With the U.S. current account deficit running at an enormous 6.6 percent of GDP (about $2 billion a day must be imported to sustain it), the United States is in the fortunate position of the suit buyer with a Chinese tailor who instantaneously returns his payments in the form of loans -- generally, in the U.S. case, as purchases of U.S. Treasury bonds. The current account deficit is partially fueled by the budget deficit (a dollar more of the latter yields about 20-50 cents more of the former), which will soar in the next decade in the absence of reforms to curtail federal "entitlement" spending on medical care and retirement benefits for a longer-living population. The United States -- and, indeed, its Chinese tailor -- must therefore be concerned with the sustainability of what Rueff called an "absurdity." In the absence of long-term fiscal prudence, the United States risks undermining the faith foreigners have placed in its management of the dollar -- that is, their belief that the U.S. government can continue to sustain low inflation without having to resort to growth-crushing interest-rate hikes as a means of ensuring continued high capital inflows.
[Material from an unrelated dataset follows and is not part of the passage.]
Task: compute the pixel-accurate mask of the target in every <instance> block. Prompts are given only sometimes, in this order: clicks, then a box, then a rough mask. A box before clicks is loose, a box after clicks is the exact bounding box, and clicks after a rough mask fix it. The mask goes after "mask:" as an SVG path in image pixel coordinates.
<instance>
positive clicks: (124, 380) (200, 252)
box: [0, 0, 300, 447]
So what about gold? A revived gold standard is out of the question. In the nineteenth century, governments spent less than ten percent of national income in a given year. Today, they routinely spend half or more, and so they would never subordinate spending to the stringent requirements of sustaining a commodity-based monetary system. But private gold banks already exist, allowing account holders to make international payments in the form of shares in actual gold bars. Although clearly a niche business at present, gold banking has grown dramatically in recent years, in tandem with the dollar's decline. A new gold-based international monetary system surely sounds far-fetched. But so, in 1900, did a monetary system without gold. Modern technology makes a revival of gold money, through private gold banks, possible even without government support.
But the world can do better. Since economic development outside the process of globalization is no longer possible, countries should abandon monetary nationalism. Governments should replace national currencies with the dollar or the euro or, in the case of Asia, collaborate to produce a new multinational currency over a comparably large and economically diversified area.
As for the United States, it needs to perpetuate the sound money policies of former Federal Reserve Chairs Paul Volcker and Alan Greenspan and return to long-term fiscal discipline. This is the only sure way to keep the United States' foreign tailors, with their massive and growing holdings of dollar debt, feeling wealthy and secure. It is the market that made the dollar into global money -- and what the market giveth, the market can taketh away. If the tailors balk and the dollar fails, the market may privatize money on its own.